Nelsa Curbelo ratificó su renuncia a la Comisión de Diálogo Penitenciario y Pacificación que conformó el Presidente Lasso, porque percibe que hay un viraje hacia la represión más que a la rehabilitación real de las personas privadas de la libertad.

Una prueba de ello dijo, es la cárcel La Roca, en Guayaquil que está pensada para un castigo extremo y de aislamiento total.

Curbelo indicó que el trabajo realizado le deja algunas inquietudes, una de ellas es que los centros penitenciarios en Ecuador han sido por años bodegas humanas y lugares de tortura.

Otra es que en las cárceles hay violencia de todo tipo, una que está dada por los mismos ppl contra otros ppl, pero también existe violencia generada desde el Estado por omisión y por falta de una política clara de rehabilitación social que pasa por el irrespeto a los derechos al trabajo, la salud, la educación que tienen los detenidos.

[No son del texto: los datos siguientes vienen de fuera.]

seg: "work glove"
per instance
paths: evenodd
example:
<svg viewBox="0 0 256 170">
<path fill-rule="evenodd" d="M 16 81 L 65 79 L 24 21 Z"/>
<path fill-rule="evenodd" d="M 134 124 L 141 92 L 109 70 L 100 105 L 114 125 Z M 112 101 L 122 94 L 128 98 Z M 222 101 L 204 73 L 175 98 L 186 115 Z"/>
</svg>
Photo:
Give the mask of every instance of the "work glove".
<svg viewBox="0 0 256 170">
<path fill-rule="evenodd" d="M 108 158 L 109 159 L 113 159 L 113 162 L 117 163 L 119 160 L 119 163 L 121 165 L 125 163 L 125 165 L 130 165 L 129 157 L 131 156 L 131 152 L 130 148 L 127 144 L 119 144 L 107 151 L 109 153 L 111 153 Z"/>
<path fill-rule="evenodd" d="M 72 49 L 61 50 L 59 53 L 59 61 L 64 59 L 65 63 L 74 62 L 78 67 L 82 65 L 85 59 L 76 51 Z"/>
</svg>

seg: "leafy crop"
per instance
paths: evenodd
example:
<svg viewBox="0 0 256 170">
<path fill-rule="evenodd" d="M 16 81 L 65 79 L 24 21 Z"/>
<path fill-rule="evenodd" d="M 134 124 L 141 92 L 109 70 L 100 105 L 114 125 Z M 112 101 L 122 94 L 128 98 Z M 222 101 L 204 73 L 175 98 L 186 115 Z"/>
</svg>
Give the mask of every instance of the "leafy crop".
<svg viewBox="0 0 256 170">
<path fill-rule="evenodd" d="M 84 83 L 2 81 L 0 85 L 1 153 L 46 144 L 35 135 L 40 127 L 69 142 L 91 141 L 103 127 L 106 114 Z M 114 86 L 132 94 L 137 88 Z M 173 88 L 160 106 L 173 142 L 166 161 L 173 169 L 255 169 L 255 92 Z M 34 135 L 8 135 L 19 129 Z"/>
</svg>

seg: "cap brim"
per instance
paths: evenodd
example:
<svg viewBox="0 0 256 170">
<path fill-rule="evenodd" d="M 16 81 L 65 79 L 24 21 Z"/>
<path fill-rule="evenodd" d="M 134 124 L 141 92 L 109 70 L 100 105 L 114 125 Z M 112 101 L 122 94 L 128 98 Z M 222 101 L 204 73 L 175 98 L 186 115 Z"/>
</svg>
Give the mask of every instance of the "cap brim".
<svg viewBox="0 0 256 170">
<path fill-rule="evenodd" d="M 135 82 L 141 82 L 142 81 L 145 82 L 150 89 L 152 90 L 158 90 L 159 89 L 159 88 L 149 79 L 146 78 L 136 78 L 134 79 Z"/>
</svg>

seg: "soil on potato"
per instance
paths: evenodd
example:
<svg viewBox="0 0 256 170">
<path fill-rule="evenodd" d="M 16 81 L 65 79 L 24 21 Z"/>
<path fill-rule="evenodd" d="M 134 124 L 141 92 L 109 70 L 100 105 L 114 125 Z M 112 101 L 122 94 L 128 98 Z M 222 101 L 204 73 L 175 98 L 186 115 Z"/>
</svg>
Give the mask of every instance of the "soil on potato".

Otro hecho preocupante para Curbelo es la presencia de corrupción en los agentes penitenciarios, en funcionarios del SNAI y de la justicia que, en un 10% están al servicio de los privados de la Libertad y se concentran en la protección a líderes de las bandas delincuenciales.

Curbelo condenó la corrupción señalando que es un problema enquistado no solo en los funcionarios del Estado sino también en la sociedad ecuatoriana que es bastante permisiva con ello y trae como consecuencia, un asesinato social.

Curbelo indicó que la crisis carcelaria es un reflejo de la descomposición de la sociedad ecuatoriana.

Lo positivo de su paso por la comisión es que se ha elevado a un debate colectivo la discusión del sistema penitenciario como un problema que necesita soluciones integrales y multidisciplinarias.

Curbelo anunció que ahora que está fuera de la comisión pasará del enunciado a la acción para impulsar un trabajo que busca promover ciudades de paz y jueces de paz.

 

 

Curbelo renunció a su cargo luego de casi cuatro meses de gestión.

El Presidente Guillermo Lasso conformó la Comisión el 16 de diciembre pasado y estuvo integrada inicialmente por nueve personas. Con la salida de Curbelo, quedan ocho comisionados.

Tras su renuncia, la Comisión eligió a Alfredo Narváez como nuevo vocero. Además, ratificaron su compromiso de continuar con el trabajo de pacificación.

Hasta el 11 de abril, emitieron un informe en el que alertan de varios obstáculos para conseguir su objetivo: un acuerdo de paz en las cárceles, tras las masacres que han dejado más de 350 reos asesinados.